El equipo de fútbol expulsados de la Copa del Mundo y el de rugby humillado por Sudafrica y Argentina. Sobre fútbol, parece ya ser objeto de una investigación del gobierno, y en rugby las derrotas catastróficas del rugby frances abren otro interrogante.
Los jugadores franceses son campeones del Grand Slam, algunos en los torneos nacionales, y otros fueron finalistas tambien de la Copa Heineken. Con todos estos antecedentes nadie podría haber previsto un par de partidos perdidos por mas de cuarenta puntos en Ciudad del Cabo y Buenos Aires.
Menos aún el entrenador Marc Lièvremont, que recurrio a esa arma de doble filo de la motivación entre los dos juegos: cuestionar la actitud de los jugadores y la motivación. Al parecer no funcionó.
La enfermedad y retraso de viajes no han ayudado demasiado, tampoco la brillante actuacion de Felipe Contepomi. Los franceses estaban en uno de esos estados de ánimo en el que nada les parecía importar.

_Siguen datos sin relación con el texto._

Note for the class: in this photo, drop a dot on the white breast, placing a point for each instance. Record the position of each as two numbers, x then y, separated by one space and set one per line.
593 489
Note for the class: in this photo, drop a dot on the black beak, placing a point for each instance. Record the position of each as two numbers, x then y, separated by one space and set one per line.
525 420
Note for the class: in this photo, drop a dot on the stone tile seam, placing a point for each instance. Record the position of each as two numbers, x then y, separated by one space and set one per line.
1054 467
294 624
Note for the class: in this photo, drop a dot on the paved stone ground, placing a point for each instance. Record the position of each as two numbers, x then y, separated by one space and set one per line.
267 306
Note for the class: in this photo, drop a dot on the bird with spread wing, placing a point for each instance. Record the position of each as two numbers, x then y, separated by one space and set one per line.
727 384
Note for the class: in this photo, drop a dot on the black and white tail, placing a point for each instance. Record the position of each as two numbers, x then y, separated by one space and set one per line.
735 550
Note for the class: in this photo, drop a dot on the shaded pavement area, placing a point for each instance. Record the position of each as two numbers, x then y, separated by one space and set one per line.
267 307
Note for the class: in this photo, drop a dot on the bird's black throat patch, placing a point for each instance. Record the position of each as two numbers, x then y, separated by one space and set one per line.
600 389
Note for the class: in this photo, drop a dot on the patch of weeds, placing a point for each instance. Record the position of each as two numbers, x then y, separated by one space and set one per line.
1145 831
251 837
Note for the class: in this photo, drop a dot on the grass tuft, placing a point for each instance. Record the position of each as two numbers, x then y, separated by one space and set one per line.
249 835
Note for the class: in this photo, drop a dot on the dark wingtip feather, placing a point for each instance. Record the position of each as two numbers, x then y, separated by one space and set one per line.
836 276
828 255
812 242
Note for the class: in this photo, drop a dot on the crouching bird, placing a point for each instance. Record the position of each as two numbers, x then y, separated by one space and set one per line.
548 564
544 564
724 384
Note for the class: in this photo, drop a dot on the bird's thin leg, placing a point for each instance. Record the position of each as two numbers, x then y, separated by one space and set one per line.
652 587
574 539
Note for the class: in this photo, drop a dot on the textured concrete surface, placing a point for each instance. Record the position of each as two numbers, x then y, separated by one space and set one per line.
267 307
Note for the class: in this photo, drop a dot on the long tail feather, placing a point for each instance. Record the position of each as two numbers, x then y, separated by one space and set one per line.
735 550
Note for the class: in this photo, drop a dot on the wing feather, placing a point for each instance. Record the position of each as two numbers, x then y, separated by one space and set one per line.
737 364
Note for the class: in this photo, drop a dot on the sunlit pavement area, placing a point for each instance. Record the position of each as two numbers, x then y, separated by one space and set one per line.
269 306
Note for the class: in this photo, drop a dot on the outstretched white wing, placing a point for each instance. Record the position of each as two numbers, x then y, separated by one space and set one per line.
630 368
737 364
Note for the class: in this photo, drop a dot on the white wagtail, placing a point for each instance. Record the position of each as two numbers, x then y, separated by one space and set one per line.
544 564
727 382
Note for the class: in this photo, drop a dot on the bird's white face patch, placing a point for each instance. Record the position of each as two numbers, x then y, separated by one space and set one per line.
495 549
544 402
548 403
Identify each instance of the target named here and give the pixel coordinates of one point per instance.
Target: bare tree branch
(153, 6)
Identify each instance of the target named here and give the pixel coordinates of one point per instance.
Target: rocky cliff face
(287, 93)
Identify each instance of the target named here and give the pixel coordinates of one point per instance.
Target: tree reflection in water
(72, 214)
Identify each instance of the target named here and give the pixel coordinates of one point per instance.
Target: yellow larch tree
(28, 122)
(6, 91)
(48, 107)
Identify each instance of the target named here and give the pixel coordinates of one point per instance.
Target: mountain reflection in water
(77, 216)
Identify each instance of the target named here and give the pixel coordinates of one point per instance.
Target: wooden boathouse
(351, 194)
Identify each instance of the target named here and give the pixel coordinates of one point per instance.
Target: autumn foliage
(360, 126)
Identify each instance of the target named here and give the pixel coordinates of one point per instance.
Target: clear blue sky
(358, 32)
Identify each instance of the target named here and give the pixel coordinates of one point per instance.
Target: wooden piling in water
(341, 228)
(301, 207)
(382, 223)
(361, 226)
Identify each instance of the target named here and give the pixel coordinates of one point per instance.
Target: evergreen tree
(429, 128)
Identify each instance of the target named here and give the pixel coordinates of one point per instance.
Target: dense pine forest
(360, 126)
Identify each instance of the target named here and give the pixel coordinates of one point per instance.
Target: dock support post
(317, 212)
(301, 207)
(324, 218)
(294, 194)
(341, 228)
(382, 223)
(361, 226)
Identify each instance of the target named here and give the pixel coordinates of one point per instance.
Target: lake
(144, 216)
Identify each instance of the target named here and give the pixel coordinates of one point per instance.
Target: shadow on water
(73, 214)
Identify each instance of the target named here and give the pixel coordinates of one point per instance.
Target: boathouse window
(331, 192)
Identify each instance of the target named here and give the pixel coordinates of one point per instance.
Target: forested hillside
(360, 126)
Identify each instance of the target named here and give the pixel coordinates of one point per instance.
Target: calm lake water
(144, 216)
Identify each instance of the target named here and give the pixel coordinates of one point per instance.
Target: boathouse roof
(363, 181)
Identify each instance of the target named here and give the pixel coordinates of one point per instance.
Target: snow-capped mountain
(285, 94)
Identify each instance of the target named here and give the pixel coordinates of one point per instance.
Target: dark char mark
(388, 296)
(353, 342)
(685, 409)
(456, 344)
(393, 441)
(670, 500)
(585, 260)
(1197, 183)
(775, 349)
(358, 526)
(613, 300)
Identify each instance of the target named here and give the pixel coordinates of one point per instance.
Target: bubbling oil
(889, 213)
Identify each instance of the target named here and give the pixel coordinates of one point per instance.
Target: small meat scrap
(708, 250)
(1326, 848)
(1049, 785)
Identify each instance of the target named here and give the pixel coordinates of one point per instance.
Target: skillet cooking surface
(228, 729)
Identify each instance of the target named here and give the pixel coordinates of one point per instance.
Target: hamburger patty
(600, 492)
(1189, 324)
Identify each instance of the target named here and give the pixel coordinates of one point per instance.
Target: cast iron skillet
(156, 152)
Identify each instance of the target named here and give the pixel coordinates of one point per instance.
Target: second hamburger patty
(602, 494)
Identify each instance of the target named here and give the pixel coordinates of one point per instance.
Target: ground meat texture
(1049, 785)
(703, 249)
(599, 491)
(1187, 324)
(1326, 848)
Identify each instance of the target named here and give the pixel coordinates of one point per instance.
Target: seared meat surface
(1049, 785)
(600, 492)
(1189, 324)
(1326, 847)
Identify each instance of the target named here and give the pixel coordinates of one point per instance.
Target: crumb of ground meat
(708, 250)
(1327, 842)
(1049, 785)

La teoría que abunda es que los jugadores franceses, estaban agotados de una larga temporada, sumado a dos viajes demasiado largos. En ese sentido, Lièvremont dijo que esa no era una excusa, y no hay razón para no creer en la motivación. El espíritu está dispuesto, pero la carne parecía débil.
Francia entra en un periodo clave antes de la Copa del Mundo y Lièvremont tendrá que revertir la imagen de esta ventana, mientras que los jugadores tendrán mucho que demostrar cuando llegue noviembre y la nueva serie de tests.
Deberan ser capaces de recuperarse de la decepción de estas dos derrotas y de las frases como ‘falta de intensidad’, ‘no tienen ningún orgullo, ningún espíritu de lucha’, ‘no podemos confiar en “todos los jugadores, “esas derrotas son ridículas” y “desolación”, que invadieron el plantel durante estas tres semanas de gira.
El capitán Thierry Dusautoir dijo: “Para un equipo que tiene la ambición de ser campeones del mundo el año que viene, que va a ser difícil levantarnos de esto.”